Today’s customer chooses to shop at a retailer because they like the brand and the in-store experience. Equally, they choose to visit the website, because it empowers them to serve themselves, learn about offers and products, and allows them to buy on-line quickly and easily. Each element has to work well on its own, but together they can be a potent mix!

Websites which are optimised for mobile have a number of restrictions; they cannot influence at the point of decision, they cannot capture customer behaviour, they cannot engage the shopper through their shopping journey, and they do not create an end-to-end experience.

It is vital for retailers to ensure their brand rich, empowering experience is also conveyed at store level, in order to avoid losing valuable custom. If you don’t manage your customers’ in-store experience, they will make their own. Retailers run the risk of ‘random’ web searches in their stores that will expose customers to competitors’ offers. Google Shopper is only one click away!

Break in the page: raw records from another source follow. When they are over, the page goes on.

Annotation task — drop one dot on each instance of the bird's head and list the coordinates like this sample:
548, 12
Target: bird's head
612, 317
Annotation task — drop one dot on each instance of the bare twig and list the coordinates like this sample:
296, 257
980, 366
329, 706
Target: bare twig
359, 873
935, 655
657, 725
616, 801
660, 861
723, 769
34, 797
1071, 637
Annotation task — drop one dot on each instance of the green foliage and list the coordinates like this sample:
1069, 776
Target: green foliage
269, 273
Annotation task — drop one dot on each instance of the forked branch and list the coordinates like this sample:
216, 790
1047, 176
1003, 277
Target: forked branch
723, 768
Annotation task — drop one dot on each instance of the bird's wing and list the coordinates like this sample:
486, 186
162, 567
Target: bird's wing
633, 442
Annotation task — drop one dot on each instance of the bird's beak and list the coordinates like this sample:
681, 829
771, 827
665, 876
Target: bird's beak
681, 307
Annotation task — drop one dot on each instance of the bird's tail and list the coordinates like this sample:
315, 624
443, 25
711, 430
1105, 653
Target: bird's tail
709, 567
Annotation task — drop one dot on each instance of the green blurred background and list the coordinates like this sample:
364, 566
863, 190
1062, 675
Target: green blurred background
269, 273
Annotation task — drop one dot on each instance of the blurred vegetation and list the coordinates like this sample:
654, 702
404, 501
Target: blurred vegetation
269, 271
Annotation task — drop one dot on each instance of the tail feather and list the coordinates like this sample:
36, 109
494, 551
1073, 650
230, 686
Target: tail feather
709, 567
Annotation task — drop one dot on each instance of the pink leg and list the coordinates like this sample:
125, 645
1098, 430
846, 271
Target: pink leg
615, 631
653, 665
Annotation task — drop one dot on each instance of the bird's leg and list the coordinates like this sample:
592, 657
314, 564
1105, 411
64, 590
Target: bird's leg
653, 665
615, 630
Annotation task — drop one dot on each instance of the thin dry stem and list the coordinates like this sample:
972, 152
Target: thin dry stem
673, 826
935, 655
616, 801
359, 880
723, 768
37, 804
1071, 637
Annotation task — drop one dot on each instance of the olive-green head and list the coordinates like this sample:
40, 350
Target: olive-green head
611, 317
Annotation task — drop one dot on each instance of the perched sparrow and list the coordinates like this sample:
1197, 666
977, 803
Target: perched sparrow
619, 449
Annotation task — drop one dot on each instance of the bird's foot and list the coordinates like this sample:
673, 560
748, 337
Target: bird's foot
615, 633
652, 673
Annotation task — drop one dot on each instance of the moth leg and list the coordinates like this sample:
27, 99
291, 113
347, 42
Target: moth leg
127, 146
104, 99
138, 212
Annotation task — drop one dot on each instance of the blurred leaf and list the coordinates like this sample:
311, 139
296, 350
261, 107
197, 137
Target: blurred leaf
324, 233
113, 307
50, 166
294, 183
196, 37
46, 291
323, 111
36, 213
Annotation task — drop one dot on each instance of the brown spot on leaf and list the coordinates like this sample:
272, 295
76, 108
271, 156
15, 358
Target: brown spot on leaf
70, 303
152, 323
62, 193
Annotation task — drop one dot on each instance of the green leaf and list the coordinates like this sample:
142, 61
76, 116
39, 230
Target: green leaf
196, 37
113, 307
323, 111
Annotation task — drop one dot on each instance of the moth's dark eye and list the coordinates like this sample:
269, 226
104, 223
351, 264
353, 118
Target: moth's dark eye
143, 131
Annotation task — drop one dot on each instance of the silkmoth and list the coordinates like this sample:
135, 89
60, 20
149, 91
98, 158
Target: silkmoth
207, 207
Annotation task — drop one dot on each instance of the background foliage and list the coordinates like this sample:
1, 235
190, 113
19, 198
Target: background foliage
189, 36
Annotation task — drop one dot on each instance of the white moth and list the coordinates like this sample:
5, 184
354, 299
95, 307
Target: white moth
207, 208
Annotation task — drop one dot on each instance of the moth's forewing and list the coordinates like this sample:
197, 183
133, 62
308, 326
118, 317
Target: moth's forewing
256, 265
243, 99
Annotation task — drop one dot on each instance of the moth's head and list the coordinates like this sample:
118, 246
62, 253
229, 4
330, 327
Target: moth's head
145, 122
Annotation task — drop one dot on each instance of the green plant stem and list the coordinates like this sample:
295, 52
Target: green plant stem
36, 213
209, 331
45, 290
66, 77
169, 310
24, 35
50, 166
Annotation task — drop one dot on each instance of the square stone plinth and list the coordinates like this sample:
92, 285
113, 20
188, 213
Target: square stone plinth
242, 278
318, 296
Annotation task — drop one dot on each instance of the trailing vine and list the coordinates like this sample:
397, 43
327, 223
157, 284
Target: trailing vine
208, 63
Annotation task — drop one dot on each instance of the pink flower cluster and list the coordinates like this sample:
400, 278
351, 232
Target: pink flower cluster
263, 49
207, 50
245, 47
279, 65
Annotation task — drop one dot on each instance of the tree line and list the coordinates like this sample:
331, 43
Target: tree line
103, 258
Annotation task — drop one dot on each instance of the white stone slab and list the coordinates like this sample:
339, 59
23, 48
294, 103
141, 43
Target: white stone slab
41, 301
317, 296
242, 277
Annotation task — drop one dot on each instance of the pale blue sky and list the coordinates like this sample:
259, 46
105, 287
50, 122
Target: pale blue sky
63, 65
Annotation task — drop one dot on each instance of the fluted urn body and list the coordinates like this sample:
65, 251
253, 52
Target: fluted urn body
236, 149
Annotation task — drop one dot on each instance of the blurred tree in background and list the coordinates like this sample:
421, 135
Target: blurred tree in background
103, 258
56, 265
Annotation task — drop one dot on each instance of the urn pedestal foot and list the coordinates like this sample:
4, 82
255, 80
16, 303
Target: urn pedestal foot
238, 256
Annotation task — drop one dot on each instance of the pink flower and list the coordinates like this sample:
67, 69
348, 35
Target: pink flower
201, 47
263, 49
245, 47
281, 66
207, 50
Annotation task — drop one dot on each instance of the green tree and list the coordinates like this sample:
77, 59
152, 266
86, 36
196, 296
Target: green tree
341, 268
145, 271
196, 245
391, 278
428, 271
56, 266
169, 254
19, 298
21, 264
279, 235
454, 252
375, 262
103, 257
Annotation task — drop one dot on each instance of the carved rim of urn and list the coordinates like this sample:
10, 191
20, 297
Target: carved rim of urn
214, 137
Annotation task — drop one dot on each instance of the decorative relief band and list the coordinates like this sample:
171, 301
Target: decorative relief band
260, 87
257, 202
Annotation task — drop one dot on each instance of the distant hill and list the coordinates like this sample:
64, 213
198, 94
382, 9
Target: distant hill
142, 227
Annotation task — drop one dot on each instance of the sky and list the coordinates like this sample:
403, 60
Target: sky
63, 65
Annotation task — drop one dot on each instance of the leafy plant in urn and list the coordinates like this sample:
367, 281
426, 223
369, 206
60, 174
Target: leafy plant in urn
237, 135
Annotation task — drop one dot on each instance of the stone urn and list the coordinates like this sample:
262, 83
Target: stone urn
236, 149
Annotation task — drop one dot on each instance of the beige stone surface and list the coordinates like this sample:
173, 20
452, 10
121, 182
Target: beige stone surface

Retailers need to fully appreciate and capitalise on the mcommerce opportunity to increase online and in-store sales. They will achieve this by driving brand engagement, increasing loyalty programs and promotions and intercepting shoppers during their multi-channel search and discovery activities to deliver greater clicks-to-bricks integration. At the end of the day, it is about optimising the customer journey through engagement, conversion and payment – creating a virtuous circle.
There are many benefits to creating a fully-fledged mobile app and these include:

• The app exists as a visible button on the customer screen;
• It can display notifications to grab attention and engage on a regular basis;
• It will reinforce customer loyalty (if it is seen to add value to their shopping journey);
• It delivers a branded and managed customer experience;
• It can influence at the point of decision;
• It is consistent with store stock and promotions;
• It enables customers to check stock, size and colour without seeking assistance from store staff;
• It reduces competitor noise (and virtually eliminates it while customer is in your store);
• It enables in-store payment to avoid queues at the till;
• It creates a faster customer-centric user experience.